Она ответила: "И я с вами". Они  договорились  встретиться  на  набережной
около маленькой забегаловки, где вчера они сидели втроем, оттуда его увели
соседи, чтоб разрешить какой-то спор в корпусе. Когда она пришла  вечером,
он уже сидел и ждал ее. Краб был в его шляпе.  Уже  смеркалось  -  зажегся
маяк, на судах горели зеленые и белые Огни. Они пошли. Он сказал:
   - Вот уж не думал никогда, что во мне сидит такой скот! Обречь  кого-то
на медленное и мучительное умирание. Никогда бы не поверил,  что  способен
на такое! Но вот рыб же вынимают из воды, и они засыпают. Тоже задыхаются,
конечно, я и подумал, что и краб заснет. Вот скот!  И  из-за  чего?  Из-за
глупой бабьей прихоти!
   - А она очень красивая, эта прихоть? - спросила Лина подхватывая его за
руку.
   - Ничего, красивая. Но ты много лучше ("Господи,  -  даже  остановилась
она, - неужели  ты  способен  и  это  замечать?").  Будь  спокойна!  Очень
способен! Но не в  этом  же  дело!  Пусть  хоть  раскрасавица,  хоть  Мэри
Пикфорд, голландская королева! Что из этого? Беда, что я скот! И, наверно,
права была мать, когда говорила: "Я тебя научу, садиста, гуманизму!"  -  и
хватала веревку. Вот ведь как! - Он засмеялся и покачал головой.

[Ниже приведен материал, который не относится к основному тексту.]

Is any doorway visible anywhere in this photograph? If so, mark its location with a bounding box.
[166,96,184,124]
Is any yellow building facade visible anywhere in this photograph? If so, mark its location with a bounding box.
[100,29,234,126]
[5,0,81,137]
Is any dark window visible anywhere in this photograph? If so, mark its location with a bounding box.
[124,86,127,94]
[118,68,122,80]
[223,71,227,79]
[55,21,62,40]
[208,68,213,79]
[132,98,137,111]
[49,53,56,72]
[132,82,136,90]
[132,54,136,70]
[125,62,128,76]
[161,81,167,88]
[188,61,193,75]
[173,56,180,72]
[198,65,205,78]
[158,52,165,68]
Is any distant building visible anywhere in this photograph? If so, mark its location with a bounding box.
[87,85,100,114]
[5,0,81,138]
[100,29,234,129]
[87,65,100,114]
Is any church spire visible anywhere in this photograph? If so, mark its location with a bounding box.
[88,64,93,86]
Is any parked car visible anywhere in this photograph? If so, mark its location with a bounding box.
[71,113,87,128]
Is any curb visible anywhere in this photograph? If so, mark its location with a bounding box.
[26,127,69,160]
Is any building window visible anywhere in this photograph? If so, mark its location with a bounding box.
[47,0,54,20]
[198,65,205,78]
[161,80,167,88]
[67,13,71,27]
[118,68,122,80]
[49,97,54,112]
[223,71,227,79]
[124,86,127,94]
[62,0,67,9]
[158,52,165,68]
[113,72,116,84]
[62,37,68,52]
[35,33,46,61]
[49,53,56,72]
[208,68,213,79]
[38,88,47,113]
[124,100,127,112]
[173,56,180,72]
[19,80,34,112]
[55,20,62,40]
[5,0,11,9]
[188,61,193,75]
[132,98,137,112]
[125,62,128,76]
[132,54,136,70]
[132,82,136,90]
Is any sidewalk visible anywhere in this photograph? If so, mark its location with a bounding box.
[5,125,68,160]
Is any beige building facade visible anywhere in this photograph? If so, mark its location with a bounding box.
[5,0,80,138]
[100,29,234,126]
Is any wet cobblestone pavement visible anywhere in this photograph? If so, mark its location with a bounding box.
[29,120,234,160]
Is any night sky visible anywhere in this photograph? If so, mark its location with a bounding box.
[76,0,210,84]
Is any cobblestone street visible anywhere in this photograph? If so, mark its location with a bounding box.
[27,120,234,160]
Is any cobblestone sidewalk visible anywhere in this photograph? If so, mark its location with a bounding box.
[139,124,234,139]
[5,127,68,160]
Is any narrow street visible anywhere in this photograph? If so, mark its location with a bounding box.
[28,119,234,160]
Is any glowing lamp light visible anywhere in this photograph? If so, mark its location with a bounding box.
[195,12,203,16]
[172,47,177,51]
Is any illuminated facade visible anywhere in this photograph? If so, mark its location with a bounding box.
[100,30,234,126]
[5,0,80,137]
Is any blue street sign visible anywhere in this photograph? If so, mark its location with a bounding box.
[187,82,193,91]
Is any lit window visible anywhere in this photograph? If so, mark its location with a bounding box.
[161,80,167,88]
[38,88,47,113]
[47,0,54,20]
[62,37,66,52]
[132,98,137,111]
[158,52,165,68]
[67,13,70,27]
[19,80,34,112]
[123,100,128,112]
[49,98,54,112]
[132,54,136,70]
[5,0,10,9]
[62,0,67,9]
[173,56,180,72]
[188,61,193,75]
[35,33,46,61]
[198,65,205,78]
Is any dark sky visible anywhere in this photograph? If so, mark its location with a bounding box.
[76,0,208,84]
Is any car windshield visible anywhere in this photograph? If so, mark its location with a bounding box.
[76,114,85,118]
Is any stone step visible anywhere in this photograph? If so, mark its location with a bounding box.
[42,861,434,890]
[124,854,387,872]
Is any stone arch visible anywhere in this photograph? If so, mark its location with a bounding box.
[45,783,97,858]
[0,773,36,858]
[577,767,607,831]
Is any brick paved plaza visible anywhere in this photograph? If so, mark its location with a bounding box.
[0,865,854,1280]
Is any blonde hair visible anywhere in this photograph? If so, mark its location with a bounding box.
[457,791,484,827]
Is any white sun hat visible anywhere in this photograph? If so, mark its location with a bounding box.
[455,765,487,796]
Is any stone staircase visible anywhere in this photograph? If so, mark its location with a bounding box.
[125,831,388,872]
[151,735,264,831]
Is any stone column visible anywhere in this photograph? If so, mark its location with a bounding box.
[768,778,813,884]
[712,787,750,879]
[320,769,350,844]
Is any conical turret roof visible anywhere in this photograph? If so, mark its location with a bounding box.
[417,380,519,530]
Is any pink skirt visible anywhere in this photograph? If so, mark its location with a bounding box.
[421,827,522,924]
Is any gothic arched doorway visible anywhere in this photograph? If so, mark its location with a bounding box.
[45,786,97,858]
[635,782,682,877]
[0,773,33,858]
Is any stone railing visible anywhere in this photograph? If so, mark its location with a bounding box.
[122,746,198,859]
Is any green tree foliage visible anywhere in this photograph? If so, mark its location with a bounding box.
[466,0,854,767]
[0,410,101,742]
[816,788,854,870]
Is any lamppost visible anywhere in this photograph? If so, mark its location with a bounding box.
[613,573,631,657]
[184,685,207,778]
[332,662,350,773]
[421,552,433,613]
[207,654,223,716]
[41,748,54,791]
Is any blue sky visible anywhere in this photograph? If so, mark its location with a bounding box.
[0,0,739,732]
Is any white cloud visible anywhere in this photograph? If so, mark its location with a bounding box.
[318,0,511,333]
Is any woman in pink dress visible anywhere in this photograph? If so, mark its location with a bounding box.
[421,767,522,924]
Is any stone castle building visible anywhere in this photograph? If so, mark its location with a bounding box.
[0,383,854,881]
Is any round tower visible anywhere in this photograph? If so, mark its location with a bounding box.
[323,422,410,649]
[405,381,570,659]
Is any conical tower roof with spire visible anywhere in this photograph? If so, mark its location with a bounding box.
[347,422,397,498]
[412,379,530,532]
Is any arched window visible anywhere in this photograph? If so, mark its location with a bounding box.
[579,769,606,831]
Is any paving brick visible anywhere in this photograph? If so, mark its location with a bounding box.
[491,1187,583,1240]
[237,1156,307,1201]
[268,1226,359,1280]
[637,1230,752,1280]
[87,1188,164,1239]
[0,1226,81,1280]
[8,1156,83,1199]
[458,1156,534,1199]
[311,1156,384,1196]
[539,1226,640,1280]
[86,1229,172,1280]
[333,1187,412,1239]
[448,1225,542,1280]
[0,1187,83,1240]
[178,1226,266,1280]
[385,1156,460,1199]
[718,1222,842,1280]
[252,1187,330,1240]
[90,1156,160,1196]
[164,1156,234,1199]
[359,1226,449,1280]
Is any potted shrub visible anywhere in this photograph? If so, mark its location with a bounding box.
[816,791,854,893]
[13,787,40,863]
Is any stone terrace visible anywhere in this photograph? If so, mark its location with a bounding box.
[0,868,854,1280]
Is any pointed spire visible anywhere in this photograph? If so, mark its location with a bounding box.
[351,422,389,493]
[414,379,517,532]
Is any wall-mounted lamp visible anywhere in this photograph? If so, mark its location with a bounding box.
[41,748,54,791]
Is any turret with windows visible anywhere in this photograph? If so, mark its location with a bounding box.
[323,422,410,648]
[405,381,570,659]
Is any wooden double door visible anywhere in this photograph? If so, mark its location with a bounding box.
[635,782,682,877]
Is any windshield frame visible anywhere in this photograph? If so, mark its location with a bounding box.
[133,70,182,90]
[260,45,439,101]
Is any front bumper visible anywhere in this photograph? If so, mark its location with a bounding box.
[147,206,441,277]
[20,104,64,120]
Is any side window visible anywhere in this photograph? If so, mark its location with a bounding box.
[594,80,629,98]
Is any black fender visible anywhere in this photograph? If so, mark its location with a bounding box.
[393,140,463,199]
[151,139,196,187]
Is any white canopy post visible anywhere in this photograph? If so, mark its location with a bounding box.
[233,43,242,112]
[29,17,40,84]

   - Вот уж никогда не думала, что тебя можно так назвать.
   - Не думала! Нет, называли, лет десять назад только так и называли, а я
все думал, что зазря. Ведь меня в зоологи готовили, а какой же  зоолог  не
потрошит лягушек? Но это чепуха, детство, а вот сейчас... Я  ведь  страшно
мудрый был, когда покупал краба. Я ведь вот какой мудрый был  -  я  думал:
посидит, заснет, как рыба. А боль я должен был понимать. Знаешь, что такое
- веревкой по рукам и ногам?
   ...Он закатал до колен брюки и вошел в воду. Краб лежал в  шляпе.  Лина
светила с берега.
   - А ты сойти сюда не хочешь? - спросил он.
   - Хочу! Сейчас. - Она быстро скинула через голову платье и оказалась  в
черном трико. - Слушай, - сказала она, наклоняясь над  шляпой.  -  Еще  бы
день, и он был бы готов.
   - Да, - сказал он. - Конечно!  Но  больше  я  уже  не  мог.  У  каждого
скотства есть какой-то естественный предел.  А  я  перешел  и  его.  Стой.
Опускаю!
   Он наклонился  и  опрокинул  шляпу.  Волны  под  светом  фонарика  были
прозрачные, тихие, почти зеленые, а по белому подводному песочку бегали их
светлые извилистые тени, Краб упал на спину да так и остался.
   - Мертв, - сказала Лина.
   - Да, - тяжело согласился он. - Поздно. Еще вчера...
   - Смотри, смотри!
   Сперва заработали ноги, не все, а одна  и  две,  потом  движение  вдруг
охватило их все. Краб перевернулся, медленно, с  трудом  поднялся.  Встал,
отдыхая и отходя. Он стоял большой, корявый, стоял и набирался сил -  вода
шевелила его усики. И как-то сразу же пропали все белые пятна.
   - Будет жить, - сказал Зыбин твердо.
   Какая-то мелкая рыбешка приплыла, сверкнула голубой искрой и сгорела  в
луче фонаря, исчезла.
   Тогда краб двинулся. Он пошел тяжело, неуклюже, кряжисто, как танк. Шел
и слегка шатался. Прошел немного и остановился.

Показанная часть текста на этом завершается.